Die Gesellschaft für Sexualpädagogik rät dazu, die in einzelnen Kommunen bereits praktizierte Kostenübernahme für Verhütungsmittel unter der Voraussetzung des Bezugs von Transferleistungen auszudehnen und bundeseinheitlich zu regeln. Dabei ist wesentlich, dass eine Lösung gefunden wird, bei der die Kosten tatsächlich übernommen und nicht erst nachträglich erstattet werden, weil sie von den bedürftigen Personen nicht im Vorhinein verauslagt werden können. Ein entsprechender Anspruch könnte im Fünften Sozialgesetzbuch festgeschrieben und die Kosten von den Krankenkassen übernommen werden. Wünschenswert ist auch, die Kostenerstattung für Notfallkontrazeptiva rückwirkend zu ermöglichen.
Sexualität ist im weitesten Sinne nicht nur wegen der Möglichkeit zur Fortpflanzung von Bedeutung, sondern kann lebenslang zum persönlichen Wohlbefinden und einem befriedigenden Beziehungsleben wesentliches beitragen. Insofern ist nach bereits erfülltem Kinderwunsch oder auch einer bewussten Entscheidung gegen Kinder die Möglichkeit der Sterilisation zu ermöglichen. Angesichts der Notwendigkeit, auch Männern das Bewusstsein zu vermitteln, für die Familienplanung verantwortlich zu sein, sollten die Kosten für einen solchen Eingriff sowohl bei Frauen als auch bei Männern übernommen werden.

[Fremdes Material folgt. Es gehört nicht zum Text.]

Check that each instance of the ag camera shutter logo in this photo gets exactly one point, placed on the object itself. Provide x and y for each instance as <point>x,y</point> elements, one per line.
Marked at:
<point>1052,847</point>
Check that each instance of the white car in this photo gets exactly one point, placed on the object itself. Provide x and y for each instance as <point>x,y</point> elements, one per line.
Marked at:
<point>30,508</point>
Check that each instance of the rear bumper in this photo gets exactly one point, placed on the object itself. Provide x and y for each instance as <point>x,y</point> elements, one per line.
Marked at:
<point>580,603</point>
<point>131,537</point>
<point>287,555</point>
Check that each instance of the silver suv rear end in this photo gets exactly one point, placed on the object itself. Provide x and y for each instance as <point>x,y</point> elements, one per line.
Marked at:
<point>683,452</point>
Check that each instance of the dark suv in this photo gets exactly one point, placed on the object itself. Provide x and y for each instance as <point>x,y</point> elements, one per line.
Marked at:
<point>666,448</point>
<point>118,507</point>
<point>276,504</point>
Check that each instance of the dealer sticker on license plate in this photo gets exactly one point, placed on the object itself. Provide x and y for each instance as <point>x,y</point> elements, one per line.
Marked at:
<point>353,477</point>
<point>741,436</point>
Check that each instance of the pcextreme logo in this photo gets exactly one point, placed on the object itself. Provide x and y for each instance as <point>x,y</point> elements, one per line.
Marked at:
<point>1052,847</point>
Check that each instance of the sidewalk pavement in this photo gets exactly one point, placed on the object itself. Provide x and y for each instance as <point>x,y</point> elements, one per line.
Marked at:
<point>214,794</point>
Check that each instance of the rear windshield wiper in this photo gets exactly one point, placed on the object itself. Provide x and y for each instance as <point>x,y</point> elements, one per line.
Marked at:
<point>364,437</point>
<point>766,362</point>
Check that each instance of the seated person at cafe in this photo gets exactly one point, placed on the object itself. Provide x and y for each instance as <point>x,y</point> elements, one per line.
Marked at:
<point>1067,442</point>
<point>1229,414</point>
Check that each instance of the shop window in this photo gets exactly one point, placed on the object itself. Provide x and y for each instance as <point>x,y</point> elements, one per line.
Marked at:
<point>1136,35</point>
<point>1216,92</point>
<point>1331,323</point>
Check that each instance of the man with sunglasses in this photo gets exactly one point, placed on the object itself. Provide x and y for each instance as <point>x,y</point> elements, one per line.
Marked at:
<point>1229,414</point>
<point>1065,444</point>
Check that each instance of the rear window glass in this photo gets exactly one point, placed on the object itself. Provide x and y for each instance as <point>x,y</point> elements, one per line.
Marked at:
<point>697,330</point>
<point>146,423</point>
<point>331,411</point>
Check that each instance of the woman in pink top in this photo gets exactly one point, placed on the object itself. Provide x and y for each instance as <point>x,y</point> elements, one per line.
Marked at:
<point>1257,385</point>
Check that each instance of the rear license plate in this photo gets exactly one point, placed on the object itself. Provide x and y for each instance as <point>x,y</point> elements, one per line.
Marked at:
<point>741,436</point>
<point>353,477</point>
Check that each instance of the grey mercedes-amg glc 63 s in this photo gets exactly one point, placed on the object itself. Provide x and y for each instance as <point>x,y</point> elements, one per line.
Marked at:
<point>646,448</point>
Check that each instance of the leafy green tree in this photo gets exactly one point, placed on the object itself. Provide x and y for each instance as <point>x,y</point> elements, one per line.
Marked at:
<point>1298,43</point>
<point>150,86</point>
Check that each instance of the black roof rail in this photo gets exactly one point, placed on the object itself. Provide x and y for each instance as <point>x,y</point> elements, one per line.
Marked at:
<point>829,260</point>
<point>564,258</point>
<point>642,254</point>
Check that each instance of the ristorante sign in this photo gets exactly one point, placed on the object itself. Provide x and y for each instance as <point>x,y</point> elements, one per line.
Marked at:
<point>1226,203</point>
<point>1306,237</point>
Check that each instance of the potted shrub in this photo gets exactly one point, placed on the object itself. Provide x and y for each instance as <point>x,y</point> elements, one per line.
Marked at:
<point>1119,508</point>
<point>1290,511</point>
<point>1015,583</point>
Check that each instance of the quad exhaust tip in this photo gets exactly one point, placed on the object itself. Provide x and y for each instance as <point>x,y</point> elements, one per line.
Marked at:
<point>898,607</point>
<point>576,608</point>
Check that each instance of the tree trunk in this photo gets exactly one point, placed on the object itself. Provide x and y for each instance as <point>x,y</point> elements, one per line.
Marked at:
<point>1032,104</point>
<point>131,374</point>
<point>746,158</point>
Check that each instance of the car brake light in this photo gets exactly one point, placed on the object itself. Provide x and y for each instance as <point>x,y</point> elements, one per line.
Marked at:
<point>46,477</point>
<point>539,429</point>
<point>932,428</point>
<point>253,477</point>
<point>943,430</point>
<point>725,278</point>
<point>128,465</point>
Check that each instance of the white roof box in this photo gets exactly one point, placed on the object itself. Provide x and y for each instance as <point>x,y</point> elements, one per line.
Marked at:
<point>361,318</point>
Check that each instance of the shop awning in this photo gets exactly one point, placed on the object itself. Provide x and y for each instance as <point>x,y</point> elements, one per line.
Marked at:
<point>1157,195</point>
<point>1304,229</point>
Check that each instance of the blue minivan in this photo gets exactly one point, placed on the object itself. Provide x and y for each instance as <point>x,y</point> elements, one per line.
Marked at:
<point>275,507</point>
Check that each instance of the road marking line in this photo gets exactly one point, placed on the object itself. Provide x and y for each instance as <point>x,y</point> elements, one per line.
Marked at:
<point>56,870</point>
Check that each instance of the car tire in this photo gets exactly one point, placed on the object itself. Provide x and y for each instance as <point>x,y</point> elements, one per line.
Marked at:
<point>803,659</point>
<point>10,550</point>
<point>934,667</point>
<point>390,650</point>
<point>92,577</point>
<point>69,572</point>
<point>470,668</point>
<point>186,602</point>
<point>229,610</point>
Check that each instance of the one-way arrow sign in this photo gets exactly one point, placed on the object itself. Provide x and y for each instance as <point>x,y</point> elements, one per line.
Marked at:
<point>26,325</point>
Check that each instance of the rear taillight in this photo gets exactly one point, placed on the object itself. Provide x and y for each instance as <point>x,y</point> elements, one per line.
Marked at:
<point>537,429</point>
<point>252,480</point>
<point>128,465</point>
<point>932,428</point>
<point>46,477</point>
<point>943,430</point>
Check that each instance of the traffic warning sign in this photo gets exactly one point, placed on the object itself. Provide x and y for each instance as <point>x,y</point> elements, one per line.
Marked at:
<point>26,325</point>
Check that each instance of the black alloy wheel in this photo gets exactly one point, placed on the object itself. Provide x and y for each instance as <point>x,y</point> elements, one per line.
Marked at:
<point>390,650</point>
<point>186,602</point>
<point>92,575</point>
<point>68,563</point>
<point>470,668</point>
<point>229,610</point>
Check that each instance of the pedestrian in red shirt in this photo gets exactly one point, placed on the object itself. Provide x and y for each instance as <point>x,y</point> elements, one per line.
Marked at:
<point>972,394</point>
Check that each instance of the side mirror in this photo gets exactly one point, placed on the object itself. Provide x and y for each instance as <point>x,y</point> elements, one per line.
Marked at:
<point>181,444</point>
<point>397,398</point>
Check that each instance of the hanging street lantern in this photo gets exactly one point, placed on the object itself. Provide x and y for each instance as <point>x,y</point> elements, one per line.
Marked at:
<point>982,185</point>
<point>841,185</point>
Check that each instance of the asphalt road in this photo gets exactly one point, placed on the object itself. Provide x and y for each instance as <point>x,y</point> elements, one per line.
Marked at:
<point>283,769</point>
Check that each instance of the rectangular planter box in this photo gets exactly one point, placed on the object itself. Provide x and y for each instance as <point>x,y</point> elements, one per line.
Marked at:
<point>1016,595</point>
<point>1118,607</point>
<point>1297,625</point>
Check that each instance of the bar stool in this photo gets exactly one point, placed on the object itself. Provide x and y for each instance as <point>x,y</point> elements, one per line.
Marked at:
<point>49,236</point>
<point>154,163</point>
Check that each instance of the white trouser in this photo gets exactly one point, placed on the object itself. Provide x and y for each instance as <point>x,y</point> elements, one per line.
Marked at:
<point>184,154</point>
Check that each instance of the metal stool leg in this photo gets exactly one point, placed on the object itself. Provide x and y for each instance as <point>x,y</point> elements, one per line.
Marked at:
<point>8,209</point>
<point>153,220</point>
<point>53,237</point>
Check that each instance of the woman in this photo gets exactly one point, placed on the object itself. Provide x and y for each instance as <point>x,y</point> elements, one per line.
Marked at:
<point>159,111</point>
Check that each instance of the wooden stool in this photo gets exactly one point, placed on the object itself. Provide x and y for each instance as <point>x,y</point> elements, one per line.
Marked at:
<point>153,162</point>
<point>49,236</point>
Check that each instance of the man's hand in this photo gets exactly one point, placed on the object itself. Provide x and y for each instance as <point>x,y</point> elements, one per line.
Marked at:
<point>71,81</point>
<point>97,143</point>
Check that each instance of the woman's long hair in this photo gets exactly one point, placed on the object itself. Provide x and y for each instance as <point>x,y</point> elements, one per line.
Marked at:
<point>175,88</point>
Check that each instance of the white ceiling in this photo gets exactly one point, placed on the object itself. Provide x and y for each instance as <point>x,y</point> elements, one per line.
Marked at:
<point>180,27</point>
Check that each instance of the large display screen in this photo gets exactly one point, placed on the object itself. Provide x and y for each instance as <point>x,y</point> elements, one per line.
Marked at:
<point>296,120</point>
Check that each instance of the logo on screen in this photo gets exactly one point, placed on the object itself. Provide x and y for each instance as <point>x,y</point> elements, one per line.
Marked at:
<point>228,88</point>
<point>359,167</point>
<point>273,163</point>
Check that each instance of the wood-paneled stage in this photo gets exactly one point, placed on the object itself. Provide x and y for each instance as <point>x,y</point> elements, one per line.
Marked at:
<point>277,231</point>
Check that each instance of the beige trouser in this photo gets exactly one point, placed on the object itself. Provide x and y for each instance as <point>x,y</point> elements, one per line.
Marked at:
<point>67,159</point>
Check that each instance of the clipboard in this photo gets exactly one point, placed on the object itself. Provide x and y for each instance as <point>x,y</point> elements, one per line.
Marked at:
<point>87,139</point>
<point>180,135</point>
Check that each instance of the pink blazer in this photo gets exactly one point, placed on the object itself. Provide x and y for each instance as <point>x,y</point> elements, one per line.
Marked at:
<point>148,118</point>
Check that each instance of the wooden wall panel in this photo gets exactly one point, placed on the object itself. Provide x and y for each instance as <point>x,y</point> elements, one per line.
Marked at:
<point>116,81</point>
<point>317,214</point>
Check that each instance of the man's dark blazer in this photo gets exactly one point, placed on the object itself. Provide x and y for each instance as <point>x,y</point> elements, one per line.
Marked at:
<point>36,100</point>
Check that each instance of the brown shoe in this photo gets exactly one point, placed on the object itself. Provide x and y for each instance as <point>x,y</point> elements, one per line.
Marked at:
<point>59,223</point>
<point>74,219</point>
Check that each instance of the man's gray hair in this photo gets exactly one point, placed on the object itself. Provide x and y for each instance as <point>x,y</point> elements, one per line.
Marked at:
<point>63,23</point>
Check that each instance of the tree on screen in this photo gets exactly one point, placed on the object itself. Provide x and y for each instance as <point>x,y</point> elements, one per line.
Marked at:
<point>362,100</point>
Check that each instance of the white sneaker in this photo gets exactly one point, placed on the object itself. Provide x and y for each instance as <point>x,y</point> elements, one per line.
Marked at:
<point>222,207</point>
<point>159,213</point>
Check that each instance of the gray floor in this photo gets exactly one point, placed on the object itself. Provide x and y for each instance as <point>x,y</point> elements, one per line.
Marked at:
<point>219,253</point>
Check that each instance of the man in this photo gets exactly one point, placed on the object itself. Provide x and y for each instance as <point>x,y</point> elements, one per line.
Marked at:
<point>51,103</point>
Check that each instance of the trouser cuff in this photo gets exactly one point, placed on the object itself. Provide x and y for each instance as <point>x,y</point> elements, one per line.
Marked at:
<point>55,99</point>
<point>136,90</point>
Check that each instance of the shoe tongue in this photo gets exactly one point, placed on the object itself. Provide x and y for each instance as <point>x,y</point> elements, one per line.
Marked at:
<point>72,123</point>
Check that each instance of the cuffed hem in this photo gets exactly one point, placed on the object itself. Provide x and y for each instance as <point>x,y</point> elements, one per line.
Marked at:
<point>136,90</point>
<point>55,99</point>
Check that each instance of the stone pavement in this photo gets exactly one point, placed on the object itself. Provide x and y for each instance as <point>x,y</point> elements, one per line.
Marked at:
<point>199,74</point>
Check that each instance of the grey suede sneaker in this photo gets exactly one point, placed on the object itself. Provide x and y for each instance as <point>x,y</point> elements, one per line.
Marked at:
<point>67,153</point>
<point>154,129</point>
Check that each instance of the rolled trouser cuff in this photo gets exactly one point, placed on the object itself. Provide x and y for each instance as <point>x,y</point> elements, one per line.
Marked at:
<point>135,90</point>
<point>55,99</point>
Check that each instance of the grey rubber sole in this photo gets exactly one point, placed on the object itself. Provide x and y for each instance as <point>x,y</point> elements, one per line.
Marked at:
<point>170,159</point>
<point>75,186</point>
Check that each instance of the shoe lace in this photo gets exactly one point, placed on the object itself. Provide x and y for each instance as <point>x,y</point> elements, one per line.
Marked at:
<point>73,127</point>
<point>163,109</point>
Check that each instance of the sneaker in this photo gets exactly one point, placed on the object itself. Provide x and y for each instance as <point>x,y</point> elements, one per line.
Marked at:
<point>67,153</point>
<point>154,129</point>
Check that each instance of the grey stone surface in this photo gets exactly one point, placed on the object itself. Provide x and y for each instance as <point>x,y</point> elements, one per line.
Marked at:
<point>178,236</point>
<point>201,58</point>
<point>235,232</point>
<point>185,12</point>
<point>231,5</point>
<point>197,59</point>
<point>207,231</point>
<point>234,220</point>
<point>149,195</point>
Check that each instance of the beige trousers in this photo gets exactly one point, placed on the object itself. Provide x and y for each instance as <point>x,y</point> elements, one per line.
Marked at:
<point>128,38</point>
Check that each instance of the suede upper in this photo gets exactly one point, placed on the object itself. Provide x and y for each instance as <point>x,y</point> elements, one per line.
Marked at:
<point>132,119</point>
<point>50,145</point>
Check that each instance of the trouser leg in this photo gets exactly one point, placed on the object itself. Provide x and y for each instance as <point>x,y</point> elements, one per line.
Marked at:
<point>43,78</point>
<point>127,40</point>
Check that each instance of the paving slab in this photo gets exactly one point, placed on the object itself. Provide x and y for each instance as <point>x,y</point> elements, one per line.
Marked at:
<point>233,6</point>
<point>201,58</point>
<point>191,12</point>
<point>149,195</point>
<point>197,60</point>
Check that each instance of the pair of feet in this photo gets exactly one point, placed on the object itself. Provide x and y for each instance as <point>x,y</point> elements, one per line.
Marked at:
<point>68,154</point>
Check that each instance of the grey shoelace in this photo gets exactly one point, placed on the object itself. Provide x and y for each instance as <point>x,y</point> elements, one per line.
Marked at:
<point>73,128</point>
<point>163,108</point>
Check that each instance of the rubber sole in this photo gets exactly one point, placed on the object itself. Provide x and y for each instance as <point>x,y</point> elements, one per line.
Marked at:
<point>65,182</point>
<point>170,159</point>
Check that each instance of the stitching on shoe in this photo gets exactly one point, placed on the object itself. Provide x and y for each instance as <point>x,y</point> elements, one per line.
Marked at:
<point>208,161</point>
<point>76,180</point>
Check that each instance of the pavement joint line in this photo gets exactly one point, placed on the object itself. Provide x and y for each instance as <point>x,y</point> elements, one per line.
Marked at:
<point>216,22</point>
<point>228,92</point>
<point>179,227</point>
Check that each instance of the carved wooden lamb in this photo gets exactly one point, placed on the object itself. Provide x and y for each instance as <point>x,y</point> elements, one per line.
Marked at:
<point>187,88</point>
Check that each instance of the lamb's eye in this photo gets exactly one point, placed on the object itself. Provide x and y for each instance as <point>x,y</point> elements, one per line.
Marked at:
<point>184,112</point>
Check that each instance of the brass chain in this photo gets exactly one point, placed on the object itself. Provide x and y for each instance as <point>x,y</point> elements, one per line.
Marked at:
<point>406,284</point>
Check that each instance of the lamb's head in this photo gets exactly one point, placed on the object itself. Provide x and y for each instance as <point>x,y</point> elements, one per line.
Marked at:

Die Gesellschaft für Sexualpädagogik beurteilt die Thematik sowohl aus fachlicher Perspektive also auch unter Berücksichtigung universeller sexuellen und reproduktiven Rechte aller Menschen. Sie legt der Landesregierung Schleswig-Holstein nahe, die Bundesinitiative der Länder Niedersachsen und Bremen für eine bundeseinheitliche Regelung zur Kostenübernahme von Verhütungsmitteln für Personen mit geringem Einkommen zu unterstützen.

Prof. Dr. Stefan Timmermanns
(1. Vorsitzender)

1) http://www.tagesschau.de/inland/statistikhartz100.html sowie Gäckle, Annelene (2007): Familienplanung gibt es praktisch nur theoretisch – Auswirkungen von Hartz IV auf das Kontrazeptionsverhalten von Hartz IV-Empfängerinnen in Nordrhein-Westfalen im Kontext der Schwangerschafts(konflikt)beratung. Masterarbeit Hochschule Merseburg.